So yes, climate disaster is already too far along to prevent some form of sixth mass extinction, but maybe if we leave enough clues behind about how we failed, the next generation of species that learns from our mistakes in 2 - 40 million years might be able to get it right, depending on how far backwards humans set evolution.
tavalon
(27,985 posts)I usually say that Earth will be fine but the bald apes are dead men walking and we will be taking most if not all of the species with us. Luckily, earth measures in epochs, not years.
bananas
(27,509 posts)Climate isn't the only disaster we might encounter, there are now a number of organizations devoted to analyzing existential risks.
Prophet 451
(9,796 posts)Once we were aware of what was happening, the time was already short. And I fear the deniers have done for us.
pscot
(21,024 posts)But it's hard not to see what's coming down if you really look at it. It's written on the wall
GliderGuider
(21,088 posts)Duppers
(28,125 posts)truebrit71
(20,805 posts)... and more importantly, what they learn from it...
hunter
(38,317 posts)Yes, the pessimists are correct, the sky is falling; it simply hasn't fallen on everyone yet.
The Fermi "paradox" doesn't bother me at all. It's only a paradox to people who think humans have some sort of "special" intelligence, or that this universe is in some supernatural way "special." It's simply more creationist blather, but with a "scientific" flavor.
We actually exist in a Very Big Empty. Maybe some sorts of beings we'd recognize as our intellectual siblings make it out into the Big Empty, maybe into places not yet visible to us, but that's just speculation as meaningless as some religious person's vision of "heaven."
My own silly and meaningless speculation would be that if we ever develop the technology to travel among the stars then we'll no longer have any reason to stay in this universe; we'll simply build our own.
Here on earth today I'm fortunate to share the planet with all sorts of intelligent species -- dogs, whales, gorillas, elephants, parrots etc. -- but most humans are too stupid and self-centered to recognize that.
I'm not especially fond of our human species in general because we are so good at killing off the other intelligent species we share this planet with. We are grossly handicapped by our selfish, self-destructive, and frequently idiotic ideologies, religions, and behaviors.
The2ndWheel
(7,947 posts)Obviously we can't know for sure, but we've just found a way around the limits that other species still exist within. Human progress comes at a cost. We wouldn't be where we are today had we not killed off other species. We need the space, we need the resources. It's not about sharing. It's first come first serve.
hunter
(38,317 posts)... most likely because I am human.

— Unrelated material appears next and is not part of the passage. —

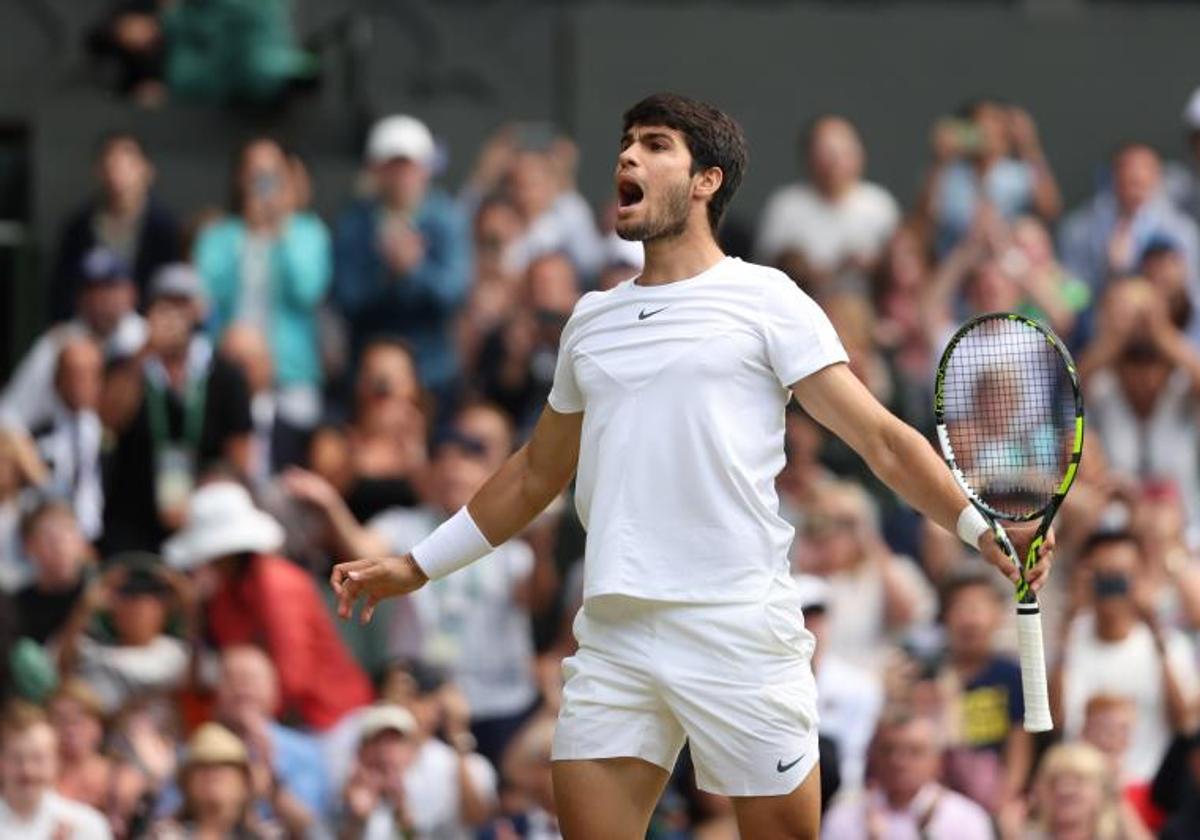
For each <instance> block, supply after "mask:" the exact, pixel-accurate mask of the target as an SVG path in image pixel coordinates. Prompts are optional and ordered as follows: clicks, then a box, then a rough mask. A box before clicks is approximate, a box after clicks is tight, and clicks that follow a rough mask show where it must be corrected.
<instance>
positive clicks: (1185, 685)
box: [1050, 532, 1200, 782]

But on the scale of the universe, it's nothing.
We humans don't "need" anything more, or anything less, than other social animals do.
To believe otherwise is exactly the kind of "special" I'm talking about.
Such beliefs are nothing more than variations on "Creation Science," merely religions, not any sort of science at all.
Fermi's Paradox is a religious question, yet another version of "How many angels may fit on the point of a needle?"
Just because some math might be involved doesn't make something science.
The2ndWheel
(7,947 posts)We do what every other species does, we've just gotten really good at it. That success, at the same time, is why we have some of the particular environmental issues we have today. We can't escape it. Everything comes with a cost.